With the bad blood between Peters and Bolger, and an eleventh hour surge in the polls for Helen Clark and Labour, on October 10 (two days before the vote), The Age ran the headline: “New Zealand set to get first female PM.”

Of course, that’s not what happened. Instead, Peters took more than an unbearable month flirting with both parties, Bolger lured him with the dual positions of deputy PM and the hastily invented post of Treasurer, and Peters extracted an apology from Bolger for calling him racist. National was in power for another three years.

The headlines screamed betrayal. “Politicians should never be trusted,” blared the Waikato Times. “Peters returns old foe to top job,” declared the Dominion. “Incredible gall, even for a politician,” read the Daily News in New Plymouth, after the coalition agreement was revealed to say not much at all about foreign investment and immigration.
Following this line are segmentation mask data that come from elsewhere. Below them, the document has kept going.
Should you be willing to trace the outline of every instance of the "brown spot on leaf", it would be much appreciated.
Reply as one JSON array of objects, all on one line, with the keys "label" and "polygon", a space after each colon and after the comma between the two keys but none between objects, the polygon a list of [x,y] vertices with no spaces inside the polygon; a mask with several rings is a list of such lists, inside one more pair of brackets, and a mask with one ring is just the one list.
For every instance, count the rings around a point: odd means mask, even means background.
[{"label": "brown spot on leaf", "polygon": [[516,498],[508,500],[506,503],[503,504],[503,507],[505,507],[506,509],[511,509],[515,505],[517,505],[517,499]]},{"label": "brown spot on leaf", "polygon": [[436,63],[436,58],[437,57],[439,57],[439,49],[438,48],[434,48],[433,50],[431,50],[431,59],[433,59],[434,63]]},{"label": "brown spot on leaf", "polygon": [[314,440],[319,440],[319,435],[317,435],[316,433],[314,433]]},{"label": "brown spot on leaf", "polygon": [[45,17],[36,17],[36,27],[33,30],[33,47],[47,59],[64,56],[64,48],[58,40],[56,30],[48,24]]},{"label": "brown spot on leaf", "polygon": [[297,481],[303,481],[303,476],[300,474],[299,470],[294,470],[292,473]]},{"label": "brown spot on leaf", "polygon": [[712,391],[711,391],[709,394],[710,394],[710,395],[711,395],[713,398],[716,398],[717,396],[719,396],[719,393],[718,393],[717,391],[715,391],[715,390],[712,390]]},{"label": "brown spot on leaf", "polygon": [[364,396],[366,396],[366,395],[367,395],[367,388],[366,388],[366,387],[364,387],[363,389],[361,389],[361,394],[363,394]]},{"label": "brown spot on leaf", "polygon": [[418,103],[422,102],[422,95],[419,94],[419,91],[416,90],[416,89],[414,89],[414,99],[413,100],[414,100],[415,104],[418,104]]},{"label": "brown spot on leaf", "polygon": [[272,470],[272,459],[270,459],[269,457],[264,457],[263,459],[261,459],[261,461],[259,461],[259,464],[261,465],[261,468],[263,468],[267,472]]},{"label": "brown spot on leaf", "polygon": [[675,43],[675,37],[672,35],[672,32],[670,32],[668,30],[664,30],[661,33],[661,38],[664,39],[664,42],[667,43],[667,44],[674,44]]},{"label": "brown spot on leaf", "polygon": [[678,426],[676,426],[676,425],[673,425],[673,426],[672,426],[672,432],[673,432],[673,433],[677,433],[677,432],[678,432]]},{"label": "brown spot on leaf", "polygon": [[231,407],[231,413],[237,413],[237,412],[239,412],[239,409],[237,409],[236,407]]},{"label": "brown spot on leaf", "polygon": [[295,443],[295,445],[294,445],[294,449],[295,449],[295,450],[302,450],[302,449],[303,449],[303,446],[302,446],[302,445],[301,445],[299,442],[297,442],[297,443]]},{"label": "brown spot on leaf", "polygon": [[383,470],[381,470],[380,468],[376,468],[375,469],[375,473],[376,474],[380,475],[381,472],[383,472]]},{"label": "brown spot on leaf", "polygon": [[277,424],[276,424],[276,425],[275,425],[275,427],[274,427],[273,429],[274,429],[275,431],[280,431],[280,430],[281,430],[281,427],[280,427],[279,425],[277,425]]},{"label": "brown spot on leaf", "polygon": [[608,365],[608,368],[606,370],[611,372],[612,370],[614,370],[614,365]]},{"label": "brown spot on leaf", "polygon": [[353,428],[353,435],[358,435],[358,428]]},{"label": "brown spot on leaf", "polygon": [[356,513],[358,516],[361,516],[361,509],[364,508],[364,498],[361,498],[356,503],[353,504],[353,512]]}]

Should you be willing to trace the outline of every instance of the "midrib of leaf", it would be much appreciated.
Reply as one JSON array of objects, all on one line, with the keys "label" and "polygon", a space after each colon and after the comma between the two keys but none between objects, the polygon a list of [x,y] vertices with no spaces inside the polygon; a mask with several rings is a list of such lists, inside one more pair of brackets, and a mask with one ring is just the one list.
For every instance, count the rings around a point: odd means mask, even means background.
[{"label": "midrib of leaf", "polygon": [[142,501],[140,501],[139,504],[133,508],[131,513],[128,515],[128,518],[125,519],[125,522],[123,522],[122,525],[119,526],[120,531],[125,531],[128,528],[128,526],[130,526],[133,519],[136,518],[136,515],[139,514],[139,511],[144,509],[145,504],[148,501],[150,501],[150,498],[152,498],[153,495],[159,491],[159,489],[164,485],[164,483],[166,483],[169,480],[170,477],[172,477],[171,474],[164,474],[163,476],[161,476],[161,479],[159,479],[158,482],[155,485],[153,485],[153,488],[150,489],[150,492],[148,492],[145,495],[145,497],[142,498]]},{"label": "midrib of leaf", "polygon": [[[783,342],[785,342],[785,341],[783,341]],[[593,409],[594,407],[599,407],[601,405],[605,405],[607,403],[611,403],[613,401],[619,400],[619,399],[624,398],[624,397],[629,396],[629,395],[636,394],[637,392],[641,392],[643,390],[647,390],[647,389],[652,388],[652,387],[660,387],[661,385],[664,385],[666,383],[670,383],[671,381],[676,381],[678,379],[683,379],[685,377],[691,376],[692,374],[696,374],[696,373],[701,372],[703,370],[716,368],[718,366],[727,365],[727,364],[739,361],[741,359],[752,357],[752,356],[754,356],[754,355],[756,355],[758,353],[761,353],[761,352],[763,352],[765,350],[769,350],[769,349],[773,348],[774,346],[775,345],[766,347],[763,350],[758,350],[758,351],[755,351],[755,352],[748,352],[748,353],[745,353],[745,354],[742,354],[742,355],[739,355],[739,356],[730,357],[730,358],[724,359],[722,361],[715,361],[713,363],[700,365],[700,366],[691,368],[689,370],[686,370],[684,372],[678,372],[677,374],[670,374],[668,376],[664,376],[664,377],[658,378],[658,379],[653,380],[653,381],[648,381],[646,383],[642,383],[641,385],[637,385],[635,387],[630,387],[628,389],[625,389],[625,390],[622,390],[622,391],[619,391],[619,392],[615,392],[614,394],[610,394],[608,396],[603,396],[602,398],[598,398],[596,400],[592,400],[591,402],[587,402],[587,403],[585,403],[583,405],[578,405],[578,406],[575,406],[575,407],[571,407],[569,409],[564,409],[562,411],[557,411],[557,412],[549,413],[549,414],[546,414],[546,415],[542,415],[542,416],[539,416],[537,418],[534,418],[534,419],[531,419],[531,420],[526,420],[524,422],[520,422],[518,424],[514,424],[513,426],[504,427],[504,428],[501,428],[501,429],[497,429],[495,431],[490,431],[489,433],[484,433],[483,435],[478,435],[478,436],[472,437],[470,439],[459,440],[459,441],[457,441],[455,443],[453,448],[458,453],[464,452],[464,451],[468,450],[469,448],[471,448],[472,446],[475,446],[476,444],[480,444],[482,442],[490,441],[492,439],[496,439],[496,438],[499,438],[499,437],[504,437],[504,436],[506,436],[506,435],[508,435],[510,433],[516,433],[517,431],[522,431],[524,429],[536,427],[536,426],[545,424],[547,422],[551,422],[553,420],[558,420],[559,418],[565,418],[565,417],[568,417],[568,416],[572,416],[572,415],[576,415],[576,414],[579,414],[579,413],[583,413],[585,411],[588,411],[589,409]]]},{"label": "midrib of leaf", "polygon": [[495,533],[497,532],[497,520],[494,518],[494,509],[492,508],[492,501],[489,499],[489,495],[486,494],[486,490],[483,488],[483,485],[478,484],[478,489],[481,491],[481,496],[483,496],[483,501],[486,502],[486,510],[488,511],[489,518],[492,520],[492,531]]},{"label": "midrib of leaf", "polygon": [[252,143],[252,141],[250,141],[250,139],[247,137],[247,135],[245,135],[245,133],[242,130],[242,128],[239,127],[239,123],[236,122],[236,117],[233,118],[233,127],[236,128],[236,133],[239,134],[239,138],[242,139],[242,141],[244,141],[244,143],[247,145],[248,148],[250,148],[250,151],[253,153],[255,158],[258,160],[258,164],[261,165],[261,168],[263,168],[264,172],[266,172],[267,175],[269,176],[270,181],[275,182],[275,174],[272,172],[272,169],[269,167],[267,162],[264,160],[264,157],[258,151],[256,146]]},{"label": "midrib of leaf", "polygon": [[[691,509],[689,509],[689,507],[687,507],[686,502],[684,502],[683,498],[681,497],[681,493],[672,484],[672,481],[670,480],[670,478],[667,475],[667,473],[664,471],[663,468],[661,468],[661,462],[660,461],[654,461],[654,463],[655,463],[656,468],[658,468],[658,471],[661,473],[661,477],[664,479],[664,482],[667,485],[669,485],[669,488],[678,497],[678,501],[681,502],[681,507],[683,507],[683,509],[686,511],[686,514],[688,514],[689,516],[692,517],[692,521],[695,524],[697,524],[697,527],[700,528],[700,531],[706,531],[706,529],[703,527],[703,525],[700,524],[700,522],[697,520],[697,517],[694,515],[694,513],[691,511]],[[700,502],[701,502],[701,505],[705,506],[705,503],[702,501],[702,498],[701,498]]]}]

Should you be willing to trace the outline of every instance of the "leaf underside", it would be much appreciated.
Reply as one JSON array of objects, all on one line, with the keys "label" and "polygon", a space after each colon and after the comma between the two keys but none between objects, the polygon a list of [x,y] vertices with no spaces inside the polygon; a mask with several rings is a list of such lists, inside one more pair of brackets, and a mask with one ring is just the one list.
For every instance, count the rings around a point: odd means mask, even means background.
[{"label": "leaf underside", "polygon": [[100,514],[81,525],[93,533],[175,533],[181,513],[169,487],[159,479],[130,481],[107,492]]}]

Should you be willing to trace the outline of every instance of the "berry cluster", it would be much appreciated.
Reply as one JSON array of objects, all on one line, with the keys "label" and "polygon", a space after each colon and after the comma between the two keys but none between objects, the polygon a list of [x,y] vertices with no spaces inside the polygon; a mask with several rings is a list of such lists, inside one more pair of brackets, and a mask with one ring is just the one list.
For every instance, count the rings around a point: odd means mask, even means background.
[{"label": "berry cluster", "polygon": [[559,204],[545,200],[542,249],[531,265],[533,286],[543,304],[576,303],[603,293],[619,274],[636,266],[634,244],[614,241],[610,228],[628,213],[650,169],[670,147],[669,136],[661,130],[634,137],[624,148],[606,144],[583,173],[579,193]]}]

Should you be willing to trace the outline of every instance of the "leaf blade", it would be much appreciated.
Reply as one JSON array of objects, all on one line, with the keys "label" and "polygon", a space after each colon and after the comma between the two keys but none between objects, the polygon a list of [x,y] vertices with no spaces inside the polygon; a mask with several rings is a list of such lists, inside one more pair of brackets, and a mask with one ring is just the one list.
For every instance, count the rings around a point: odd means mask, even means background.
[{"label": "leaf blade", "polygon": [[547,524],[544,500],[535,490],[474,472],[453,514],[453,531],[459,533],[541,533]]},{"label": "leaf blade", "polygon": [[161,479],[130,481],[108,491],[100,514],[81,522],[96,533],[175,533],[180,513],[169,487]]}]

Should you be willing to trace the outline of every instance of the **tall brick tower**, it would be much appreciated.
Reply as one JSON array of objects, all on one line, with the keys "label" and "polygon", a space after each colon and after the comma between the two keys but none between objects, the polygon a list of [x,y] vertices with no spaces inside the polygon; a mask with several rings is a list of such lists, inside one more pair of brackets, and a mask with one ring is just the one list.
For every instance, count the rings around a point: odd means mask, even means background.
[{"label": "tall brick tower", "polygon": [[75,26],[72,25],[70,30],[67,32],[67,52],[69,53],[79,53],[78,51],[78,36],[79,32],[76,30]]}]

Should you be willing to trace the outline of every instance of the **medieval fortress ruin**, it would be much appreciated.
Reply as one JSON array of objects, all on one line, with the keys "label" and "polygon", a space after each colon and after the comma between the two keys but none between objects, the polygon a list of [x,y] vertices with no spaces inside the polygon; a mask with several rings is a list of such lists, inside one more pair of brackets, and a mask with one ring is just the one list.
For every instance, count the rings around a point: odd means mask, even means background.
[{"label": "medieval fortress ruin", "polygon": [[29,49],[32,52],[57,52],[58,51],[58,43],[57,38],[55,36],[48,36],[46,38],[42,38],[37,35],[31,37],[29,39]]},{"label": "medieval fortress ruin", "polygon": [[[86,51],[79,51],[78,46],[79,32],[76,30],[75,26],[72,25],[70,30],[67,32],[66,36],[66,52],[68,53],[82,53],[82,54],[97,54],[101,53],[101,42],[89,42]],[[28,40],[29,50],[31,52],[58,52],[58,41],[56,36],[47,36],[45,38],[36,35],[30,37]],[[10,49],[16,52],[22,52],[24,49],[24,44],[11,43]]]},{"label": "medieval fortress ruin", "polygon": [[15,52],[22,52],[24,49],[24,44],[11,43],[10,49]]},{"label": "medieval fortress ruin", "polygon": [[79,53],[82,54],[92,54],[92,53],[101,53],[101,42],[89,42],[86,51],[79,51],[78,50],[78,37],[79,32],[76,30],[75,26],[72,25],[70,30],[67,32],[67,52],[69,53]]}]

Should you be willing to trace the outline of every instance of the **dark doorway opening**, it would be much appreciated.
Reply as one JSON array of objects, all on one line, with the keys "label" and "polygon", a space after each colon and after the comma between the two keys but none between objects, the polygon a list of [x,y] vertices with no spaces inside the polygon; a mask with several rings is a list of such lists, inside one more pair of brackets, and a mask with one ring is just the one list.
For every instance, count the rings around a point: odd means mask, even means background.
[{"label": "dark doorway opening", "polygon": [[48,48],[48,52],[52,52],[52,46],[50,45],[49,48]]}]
Of course, that coalition was largely disastrous for both the party and Peters, as NZ First failed to get most of its policy wish-list enacted, and the cynical betrayal of voters sent both the party and its leader’s popularity plummeting. This would seem to suggest Peters wouldn’t repeat the experience. One former NZ First MP who served in the unstable coalition told me Peters will probably choose Labour this time around as “he’s more likely, with a young, inexperienced leader such as Jacinda, to have greater influence there as opposed to going with his old buddies who shafted him last time around.”

Then again, Peters had a far, far more toxic relationship with Bolger and the ‘96-era National party than English and National’s current iteration, and he still gave them the keys to the car for another three years. Ultimately, only Winston knows what Winston will do – just don’t be surprised if he surprises you.